Currently, if you’re arrested for indecent exposure in the UK, the sentencing guidelines are up to two years. However, in most of these cases, the defendant will be subject to a summary conviction in Magistrate’s Court, which carries a maximum prison term of six months, a fine, or both.
That being said, almost all of the people I’ve spoken to over the years who have been victims of flashing didn’t report it, myself included. Similarly to downblousing, upskirting or receiving unsolicited nudes, flashing has unfortunately become a crime accepted by so many women and femmes as an unavoidable experience. Why bother shouting and complaining about something that is regularly used as a part of a running joke on our TV screens, right? Why would we expect authorities to take something seriously that’s so often depicted as light-hearted in shows and films?
In 2015, there was an opportunity to flag Wayne Couzens as a highly dangerous offender after he was involved in an alleged incident of indecent exposure. Despite this, no proper investigation took place, and in March 2021, Couzens raped, strangled, and murdered 33-year-old Sarah Everard.
So many missed opportunities to save a young woman’s life. How is that bearable? If you flash somebody in the street, or online, you are dangerous. pic.twitter.com/XDMJAzeEeX
— Emily Atack (@EmAtack) February 14, 2023
And Couzens’ case is not an isolated incident. A new review published in August 2024 on sexual exposure suggested that there is a definite pattern of offenders who expose themselves going on to escalate to contact crimes. What’s even more alarming is the fact that most sexual exposure crimes and offenders do not come into contact with the police.
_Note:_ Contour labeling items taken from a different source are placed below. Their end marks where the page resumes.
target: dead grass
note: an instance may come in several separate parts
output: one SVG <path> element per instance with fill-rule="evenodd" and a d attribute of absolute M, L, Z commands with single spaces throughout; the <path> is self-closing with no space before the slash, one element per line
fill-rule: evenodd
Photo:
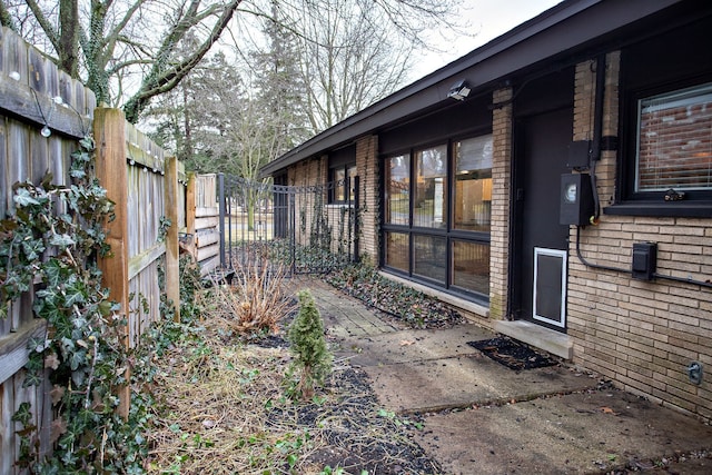
<path fill-rule="evenodd" d="M 214 283 L 212 317 L 239 334 L 279 331 L 279 321 L 295 308 L 285 291 L 286 269 L 267 257 L 235 267 L 231 285 Z"/>
<path fill-rule="evenodd" d="M 149 473 L 439 472 L 409 438 L 418 423 L 380 408 L 347 362 L 312 402 L 294 403 L 283 387 L 289 350 L 240 343 L 214 311 L 156 362 Z"/>

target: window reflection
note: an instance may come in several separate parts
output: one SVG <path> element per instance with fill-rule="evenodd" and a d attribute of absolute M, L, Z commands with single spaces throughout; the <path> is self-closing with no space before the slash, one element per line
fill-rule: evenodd
<path fill-rule="evenodd" d="M 445 284 L 446 239 L 437 236 L 416 235 L 413 246 L 415 247 L 413 273 Z"/>
<path fill-rule="evenodd" d="M 408 235 L 403 232 L 386 232 L 386 265 L 403 271 L 408 271 Z"/>
<path fill-rule="evenodd" d="M 447 224 L 447 146 L 416 152 L 415 164 L 413 226 L 443 228 Z"/>
<path fill-rule="evenodd" d="M 453 285 L 490 294 L 490 246 L 453 240 Z"/>
<path fill-rule="evenodd" d="M 386 164 L 385 221 L 407 226 L 411 205 L 411 156 L 392 157 Z"/>
<path fill-rule="evenodd" d="M 454 228 L 490 231 L 492 222 L 492 135 L 454 145 Z"/>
The report also recommended that proactive policing responses which respond to sexual exposure as a serious offence should be explored.
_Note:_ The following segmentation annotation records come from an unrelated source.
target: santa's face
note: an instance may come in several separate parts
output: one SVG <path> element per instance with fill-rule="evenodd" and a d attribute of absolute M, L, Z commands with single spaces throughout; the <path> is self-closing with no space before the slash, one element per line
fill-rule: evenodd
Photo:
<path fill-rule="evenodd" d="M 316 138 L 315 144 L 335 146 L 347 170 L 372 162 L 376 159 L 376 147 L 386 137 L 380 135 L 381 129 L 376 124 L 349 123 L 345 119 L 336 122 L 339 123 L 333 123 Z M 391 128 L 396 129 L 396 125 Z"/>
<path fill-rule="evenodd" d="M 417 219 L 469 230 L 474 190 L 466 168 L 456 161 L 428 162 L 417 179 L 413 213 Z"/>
In an article published in December 2021 titled Flashing is a serious sexual offence: treat it as such, reporter Julie Bindel made an astute observation, having looked at all of the previous studies and commentary on flashing. The journalist noted: “Most of the existing literature focuses on indecent exposure as an individualised mental problem and (as the word ‘indecent’ suggests) a matter of public morality, rather than a threatening form of male behaviour, primarily targeted at women and girls.”
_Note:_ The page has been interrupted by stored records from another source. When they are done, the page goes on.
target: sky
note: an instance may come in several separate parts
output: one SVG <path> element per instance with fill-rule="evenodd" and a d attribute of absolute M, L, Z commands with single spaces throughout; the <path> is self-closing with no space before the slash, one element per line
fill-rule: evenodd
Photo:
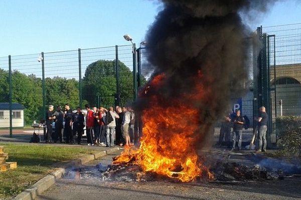
<path fill-rule="evenodd" d="M 0 57 L 139 44 L 162 6 L 150 0 L 0 0 Z M 279 0 L 251 29 L 301 22 L 299 0 Z"/>

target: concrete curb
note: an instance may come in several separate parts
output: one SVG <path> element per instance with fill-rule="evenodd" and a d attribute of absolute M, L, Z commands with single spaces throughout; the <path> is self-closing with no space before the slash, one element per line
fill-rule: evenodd
<path fill-rule="evenodd" d="M 62 178 L 67 172 L 68 168 L 75 166 L 84 164 L 104 156 L 110 154 L 114 153 L 120 150 L 119 147 L 111 148 L 106 150 L 96 152 L 93 154 L 88 154 L 79 159 L 69 162 L 65 168 L 59 168 L 50 174 L 42 178 L 36 182 L 30 188 L 25 190 L 19 194 L 15 198 L 15 200 L 33 200 L 38 195 L 51 186 L 57 180 Z"/>

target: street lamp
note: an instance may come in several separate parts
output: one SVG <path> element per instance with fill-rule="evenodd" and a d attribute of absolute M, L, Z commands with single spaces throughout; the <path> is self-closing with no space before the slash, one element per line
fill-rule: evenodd
<path fill-rule="evenodd" d="M 125 34 L 123 36 L 123 38 L 126 41 L 129 41 L 132 44 L 133 54 L 133 92 L 134 93 L 133 98 L 134 100 L 135 100 L 137 98 L 137 66 L 136 64 L 136 44 L 133 43 L 133 39 L 128 34 Z"/>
“In addition, men who flash women are considered to be a bit weird and pathetic, often eliciting an unearned degree of sympathy that can confer upon them something close to victimhood status,” she continued.
Some people seem to think indecent exposure is funny. Well, it wasn’t funny when it happened, or when I had to give a 2 hour statement or when I had to try and ID him. These offences are often a precursor to serious sexual assault. Not funny at all
— Sue Veneer XX 💜🤍💚 (@sueveneer) February 4, 2022
When I was flashed, some of the people I told trivialised the event—whether purposefully or not. They suggested that the man might have been drunk or high, that he likely had “no idea what he was doing.” Is that supposed to make me feel better? Or make me feel more safe? Unsurprisingly, these comments just reaffirmed to me that this wasn’t a crime worth dwelling on.
I would like to note that there is such a thing as exhibitionistic disorder—a condition marked by the urge, fantasy, or act of exposing one’s genitals to non-consenting people, particularly strangers. I’m not denying this disorder exists, but it also doesn’t diminish the experience of victims.
Most of us who have been flashed or victims of indecent exposure don’t confront our emotions or feelings about the event until months later. It feels silly to dwell on something that society categorically doesn’t take seriously enough. For victims of flashing to pursue police intervention more regularly, we have to feel as though there’s going to be a supportive and tuned-in voice on the end of the phone.